Freestyle skier and triple Olympic moguls medallist Mikael Kingsbury emphasizes the need for intuition in his sport. ‘Performance on demand requires some data, but a very good feel for the snow,’ he said. ‘In a sport where things change a lot because we’re outside, I don’t want numbers to be my indicator.’

Advanced AI Applications in Preparation

Sport science remains a closely guarded aspect of Olympic and Paralympic preparation. Certain disciplines, such as snowboarding and freestyle skiing, heavily utilize AI for biomechanical analysis. Van Neutegem explains that computer vision—a branch of AI—mimics human observation to assess optimal body shapes and positioning.

‘The computer detects, does object recognition, and determines whether that’s optimal,’ Van Neutegem stated. In sliding sports, local positioning systems combined with AI identify the fastest lines down tracks by processing vast amounts of historical data.

AI’s Role in Judging and Competition

The International Olympic Committee’s AI Agenda, launched nearly two years ago, highlights its potential to transform judging and refereeing. IOC president Thomas Bach noted, ‘AI can revolutionize judging and refereeing.’

The International Gymnastics Federation tested an AI judging platform at the Paris 2024 Summer Games to assist human judges.

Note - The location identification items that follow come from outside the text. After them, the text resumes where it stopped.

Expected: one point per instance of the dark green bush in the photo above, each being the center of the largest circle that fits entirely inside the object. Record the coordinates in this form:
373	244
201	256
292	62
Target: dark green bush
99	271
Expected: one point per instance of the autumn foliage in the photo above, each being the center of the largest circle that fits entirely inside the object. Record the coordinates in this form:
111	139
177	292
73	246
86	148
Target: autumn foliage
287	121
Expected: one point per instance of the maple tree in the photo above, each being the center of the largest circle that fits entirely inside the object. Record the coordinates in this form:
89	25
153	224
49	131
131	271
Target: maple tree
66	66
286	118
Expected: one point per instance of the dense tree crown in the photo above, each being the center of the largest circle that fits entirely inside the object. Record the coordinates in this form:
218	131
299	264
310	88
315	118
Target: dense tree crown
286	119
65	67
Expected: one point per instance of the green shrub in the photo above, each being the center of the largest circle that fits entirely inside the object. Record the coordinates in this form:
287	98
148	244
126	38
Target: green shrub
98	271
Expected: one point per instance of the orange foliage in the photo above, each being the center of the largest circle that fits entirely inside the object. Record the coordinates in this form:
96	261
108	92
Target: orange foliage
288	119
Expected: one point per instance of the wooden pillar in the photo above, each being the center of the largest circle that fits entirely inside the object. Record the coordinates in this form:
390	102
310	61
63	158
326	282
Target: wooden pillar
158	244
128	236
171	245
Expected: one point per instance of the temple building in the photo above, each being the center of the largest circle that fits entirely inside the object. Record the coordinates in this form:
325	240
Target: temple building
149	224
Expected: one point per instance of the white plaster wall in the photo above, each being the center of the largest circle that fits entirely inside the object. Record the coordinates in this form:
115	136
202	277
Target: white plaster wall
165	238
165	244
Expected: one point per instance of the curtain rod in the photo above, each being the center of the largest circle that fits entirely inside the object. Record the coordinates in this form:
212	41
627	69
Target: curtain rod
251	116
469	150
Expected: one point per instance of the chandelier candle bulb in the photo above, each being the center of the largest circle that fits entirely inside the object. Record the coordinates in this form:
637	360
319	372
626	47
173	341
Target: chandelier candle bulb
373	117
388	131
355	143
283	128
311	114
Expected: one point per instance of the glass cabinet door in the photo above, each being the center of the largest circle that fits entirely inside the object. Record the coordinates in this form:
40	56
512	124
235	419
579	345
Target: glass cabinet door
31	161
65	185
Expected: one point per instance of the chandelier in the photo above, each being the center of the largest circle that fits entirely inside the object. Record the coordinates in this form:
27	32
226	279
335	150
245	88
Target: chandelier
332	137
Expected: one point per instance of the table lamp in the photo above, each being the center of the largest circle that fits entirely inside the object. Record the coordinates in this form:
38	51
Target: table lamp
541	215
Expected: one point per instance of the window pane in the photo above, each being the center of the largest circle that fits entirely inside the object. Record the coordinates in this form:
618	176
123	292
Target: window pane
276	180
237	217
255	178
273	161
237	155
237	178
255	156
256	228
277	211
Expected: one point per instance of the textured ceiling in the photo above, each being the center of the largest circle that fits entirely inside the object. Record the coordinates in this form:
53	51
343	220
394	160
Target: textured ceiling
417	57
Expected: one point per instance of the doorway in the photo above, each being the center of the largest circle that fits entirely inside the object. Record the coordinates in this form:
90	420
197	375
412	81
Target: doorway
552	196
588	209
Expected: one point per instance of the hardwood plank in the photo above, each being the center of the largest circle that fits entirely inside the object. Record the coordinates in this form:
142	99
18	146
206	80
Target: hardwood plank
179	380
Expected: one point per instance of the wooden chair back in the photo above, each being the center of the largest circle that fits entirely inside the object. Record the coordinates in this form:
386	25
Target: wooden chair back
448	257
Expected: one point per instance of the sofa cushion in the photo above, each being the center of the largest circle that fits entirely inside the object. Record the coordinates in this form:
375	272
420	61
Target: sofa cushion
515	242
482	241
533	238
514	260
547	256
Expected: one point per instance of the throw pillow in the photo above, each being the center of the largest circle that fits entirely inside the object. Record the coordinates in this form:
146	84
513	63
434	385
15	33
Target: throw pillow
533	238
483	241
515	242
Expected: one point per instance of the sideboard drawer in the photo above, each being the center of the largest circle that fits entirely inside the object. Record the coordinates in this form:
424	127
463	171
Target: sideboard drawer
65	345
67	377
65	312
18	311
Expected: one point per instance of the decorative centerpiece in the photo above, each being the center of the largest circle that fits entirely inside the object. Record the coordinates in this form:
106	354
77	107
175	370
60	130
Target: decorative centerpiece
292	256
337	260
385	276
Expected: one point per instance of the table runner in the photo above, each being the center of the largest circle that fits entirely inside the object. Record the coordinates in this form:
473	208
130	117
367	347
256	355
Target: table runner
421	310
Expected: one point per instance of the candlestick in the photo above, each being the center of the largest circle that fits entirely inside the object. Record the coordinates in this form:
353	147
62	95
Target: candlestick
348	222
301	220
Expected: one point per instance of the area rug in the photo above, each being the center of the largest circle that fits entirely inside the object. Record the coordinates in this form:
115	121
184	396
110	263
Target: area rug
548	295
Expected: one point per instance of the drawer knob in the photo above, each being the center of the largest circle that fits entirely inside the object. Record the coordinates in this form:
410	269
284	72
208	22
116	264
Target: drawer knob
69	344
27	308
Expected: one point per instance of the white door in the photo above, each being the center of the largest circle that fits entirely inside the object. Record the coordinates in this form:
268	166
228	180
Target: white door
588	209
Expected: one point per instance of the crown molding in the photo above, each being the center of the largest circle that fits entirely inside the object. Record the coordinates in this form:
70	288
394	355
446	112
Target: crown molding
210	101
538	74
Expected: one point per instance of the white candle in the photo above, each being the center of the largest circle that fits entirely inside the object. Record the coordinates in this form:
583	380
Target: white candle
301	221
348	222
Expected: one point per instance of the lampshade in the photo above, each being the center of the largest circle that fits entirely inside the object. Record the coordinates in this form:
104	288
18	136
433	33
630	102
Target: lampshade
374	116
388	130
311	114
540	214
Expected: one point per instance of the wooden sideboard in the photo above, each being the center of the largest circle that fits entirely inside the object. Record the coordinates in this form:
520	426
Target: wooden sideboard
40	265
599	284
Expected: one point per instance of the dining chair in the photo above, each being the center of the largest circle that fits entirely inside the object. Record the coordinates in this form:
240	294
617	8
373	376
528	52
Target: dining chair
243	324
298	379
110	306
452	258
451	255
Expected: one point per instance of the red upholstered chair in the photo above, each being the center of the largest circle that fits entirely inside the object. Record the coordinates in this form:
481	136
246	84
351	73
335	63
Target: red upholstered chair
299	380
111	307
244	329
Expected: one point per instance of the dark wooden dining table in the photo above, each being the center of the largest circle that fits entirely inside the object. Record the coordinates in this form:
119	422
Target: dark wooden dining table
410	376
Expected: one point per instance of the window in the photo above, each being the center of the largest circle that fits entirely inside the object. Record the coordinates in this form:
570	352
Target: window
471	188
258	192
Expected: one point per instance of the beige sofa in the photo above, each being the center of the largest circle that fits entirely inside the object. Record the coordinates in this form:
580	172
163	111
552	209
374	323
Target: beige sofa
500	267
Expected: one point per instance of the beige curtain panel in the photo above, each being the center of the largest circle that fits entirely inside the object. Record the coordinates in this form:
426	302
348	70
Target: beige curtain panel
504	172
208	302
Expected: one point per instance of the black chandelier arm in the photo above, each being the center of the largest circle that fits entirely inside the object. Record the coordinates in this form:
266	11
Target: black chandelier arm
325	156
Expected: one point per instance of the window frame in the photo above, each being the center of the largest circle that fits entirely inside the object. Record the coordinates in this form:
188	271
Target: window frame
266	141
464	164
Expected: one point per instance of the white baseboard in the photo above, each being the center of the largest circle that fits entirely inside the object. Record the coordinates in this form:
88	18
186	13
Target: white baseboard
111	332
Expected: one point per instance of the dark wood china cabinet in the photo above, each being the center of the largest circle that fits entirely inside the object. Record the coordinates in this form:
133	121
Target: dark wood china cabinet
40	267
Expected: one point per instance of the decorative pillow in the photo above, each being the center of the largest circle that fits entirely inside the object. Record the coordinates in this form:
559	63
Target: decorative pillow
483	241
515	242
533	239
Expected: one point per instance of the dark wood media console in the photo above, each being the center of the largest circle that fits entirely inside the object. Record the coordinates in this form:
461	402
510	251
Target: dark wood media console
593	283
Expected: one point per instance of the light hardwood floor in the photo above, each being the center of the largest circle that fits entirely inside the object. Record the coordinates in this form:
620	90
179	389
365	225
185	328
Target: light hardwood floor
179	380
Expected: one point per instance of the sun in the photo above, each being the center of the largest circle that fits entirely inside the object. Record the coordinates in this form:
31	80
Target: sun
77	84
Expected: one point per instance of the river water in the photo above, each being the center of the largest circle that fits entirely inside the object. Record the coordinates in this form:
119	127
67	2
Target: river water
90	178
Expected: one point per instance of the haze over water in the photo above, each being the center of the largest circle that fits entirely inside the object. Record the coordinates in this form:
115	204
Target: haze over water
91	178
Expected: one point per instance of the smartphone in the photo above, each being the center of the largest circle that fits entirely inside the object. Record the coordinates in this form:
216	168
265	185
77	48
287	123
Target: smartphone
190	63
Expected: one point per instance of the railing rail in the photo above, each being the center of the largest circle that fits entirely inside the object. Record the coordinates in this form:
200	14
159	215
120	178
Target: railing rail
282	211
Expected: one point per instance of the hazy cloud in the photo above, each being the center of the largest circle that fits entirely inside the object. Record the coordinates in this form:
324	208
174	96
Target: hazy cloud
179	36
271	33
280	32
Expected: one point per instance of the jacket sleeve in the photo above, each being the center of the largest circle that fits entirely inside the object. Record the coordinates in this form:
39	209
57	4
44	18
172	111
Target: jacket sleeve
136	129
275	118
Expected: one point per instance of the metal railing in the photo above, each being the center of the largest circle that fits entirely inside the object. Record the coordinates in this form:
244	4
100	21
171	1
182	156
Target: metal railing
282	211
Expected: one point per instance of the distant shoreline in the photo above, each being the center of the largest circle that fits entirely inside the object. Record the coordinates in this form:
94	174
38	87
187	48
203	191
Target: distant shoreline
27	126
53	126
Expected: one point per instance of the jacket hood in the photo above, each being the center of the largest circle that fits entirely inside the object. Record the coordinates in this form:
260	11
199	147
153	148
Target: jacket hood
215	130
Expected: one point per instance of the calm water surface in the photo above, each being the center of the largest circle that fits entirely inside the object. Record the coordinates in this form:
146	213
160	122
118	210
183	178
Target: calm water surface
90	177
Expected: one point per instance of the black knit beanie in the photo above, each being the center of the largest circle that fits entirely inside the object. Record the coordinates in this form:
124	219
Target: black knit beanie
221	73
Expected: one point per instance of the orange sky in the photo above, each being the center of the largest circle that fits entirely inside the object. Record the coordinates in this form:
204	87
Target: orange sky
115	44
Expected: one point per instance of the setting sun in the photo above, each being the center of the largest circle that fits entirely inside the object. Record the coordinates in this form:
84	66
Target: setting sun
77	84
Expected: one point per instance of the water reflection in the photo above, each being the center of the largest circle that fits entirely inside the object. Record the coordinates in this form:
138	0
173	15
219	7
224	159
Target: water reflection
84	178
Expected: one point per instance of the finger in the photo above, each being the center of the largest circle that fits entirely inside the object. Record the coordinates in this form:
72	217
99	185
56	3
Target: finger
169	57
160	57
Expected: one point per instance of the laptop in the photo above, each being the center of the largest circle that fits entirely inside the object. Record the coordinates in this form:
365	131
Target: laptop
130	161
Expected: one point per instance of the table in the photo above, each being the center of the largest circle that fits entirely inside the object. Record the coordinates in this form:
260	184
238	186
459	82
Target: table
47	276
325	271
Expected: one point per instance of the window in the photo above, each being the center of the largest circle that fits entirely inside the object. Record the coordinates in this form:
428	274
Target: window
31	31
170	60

Snowboard judging drew scrutiny at Beijing 2022, where Canada’s slopestyle champion Max Parrot admitted touching his knee instead of grabbing his board—a detail judges overlooked.

The X Games has commercialized AI judging through ‘The Owl AI,’ first trialed on men’s halfpipe snowboarders at the 2025 Aspen event. Canadian freestyle halfpipe skier Rachel Karker recalls its use to verify tricks. ‘Everyone does their tricks slightly differently, spinning on different axes with variations,’ she said. ‘It might struggle with nuances, but it’s starting to get introduced in competition. I’m torn on whether it’ll make it better or worse.’